Gas stations are places where one goes to procure gasoline. At a minimum they consist of some gas pumps and a sales kiosk. More elaborately they can include a huge selection of snack foods, vehicular accessories, restaurants, and other items for folks on long car trips. The exact composition typically depends on location. A gas station directly off of a highway will have a different focus from a station in the middle of a small town or major city. Regardless of location, non fuel purchases tend to be items that can or will be used while driving. Foods that can be eaten with hands, earbuds, car phone chargers, cigarettes, beer, lottery tickets, and all things impulse buy are the stuff of gas stations.

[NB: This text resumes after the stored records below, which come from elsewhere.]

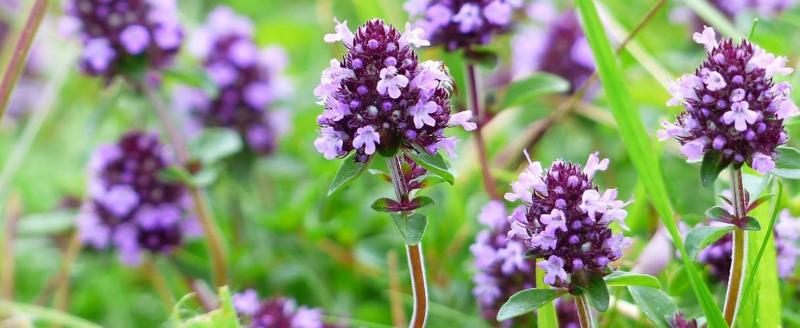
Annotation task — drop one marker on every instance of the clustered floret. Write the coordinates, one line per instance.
(732, 105)
(249, 81)
(556, 44)
(128, 207)
(379, 97)
(123, 34)
(276, 312)
(463, 23)
(502, 267)
(564, 218)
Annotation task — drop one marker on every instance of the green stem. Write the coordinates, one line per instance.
(199, 198)
(584, 312)
(739, 256)
(416, 262)
(20, 54)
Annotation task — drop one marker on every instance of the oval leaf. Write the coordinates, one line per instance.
(411, 227)
(700, 237)
(348, 172)
(435, 164)
(654, 303)
(622, 278)
(215, 144)
(713, 164)
(527, 301)
(536, 85)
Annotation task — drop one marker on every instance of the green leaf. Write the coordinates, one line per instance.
(654, 303)
(215, 144)
(523, 91)
(435, 164)
(385, 205)
(546, 315)
(175, 174)
(719, 213)
(411, 227)
(224, 317)
(594, 287)
(763, 278)
(713, 164)
(422, 201)
(347, 173)
(640, 148)
(622, 278)
(527, 301)
(481, 57)
(700, 237)
(749, 223)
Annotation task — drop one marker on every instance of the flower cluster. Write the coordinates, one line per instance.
(732, 106)
(123, 34)
(462, 23)
(128, 207)
(380, 97)
(249, 81)
(275, 313)
(564, 218)
(502, 267)
(555, 45)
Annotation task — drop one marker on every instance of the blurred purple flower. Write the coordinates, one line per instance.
(381, 98)
(275, 313)
(249, 81)
(732, 104)
(462, 23)
(562, 211)
(554, 44)
(128, 208)
(502, 268)
(122, 36)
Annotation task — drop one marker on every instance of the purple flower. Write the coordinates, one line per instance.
(379, 97)
(554, 44)
(502, 268)
(249, 80)
(275, 312)
(124, 35)
(564, 219)
(732, 105)
(128, 207)
(462, 24)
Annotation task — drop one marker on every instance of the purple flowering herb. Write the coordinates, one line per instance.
(462, 23)
(380, 98)
(123, 36)
(555, 44)
(564, 219)
(276, 312)
(732, 106)
(127, 207)
(249, 82)
(502, 268)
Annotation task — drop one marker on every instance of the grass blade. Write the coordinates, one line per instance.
(640, 148)
(765, 307)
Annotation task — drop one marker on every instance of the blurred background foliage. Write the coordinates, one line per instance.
(284, 234)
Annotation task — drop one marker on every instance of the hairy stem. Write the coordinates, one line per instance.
(739, 255)
(20, 54)
(199, 199)
(416, 263)
(488, 181)
(584, 313)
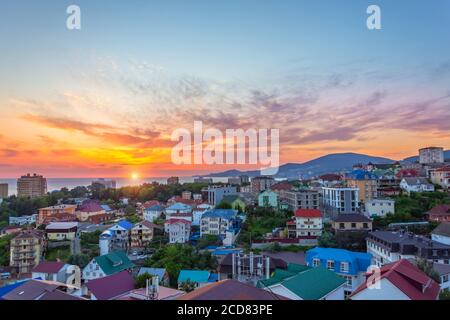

By their nature gas stations exist in an odd liminal state because they are at once essential and filled with trivial indulgences. Contact with them is ephemeral in duration and inescapable in necessity. They also cut across most interpersonal divides in the least intrusive way. Well off or struggling, liberal or conservative, man or woman, people spend the requisite three minutes a week in middling proximity of the pumps, unobtrusively watching or ignoring each other. The person on the other side of the pump can live two blocks or two states away, be a fry cook or a fugitive, and you'll never know. For all of these reasons, I think gas stations have a sort of banal mystique. In the mixture of highly flammable fuel, junk food, and total strangers a lot can happen and almost nothing ever does.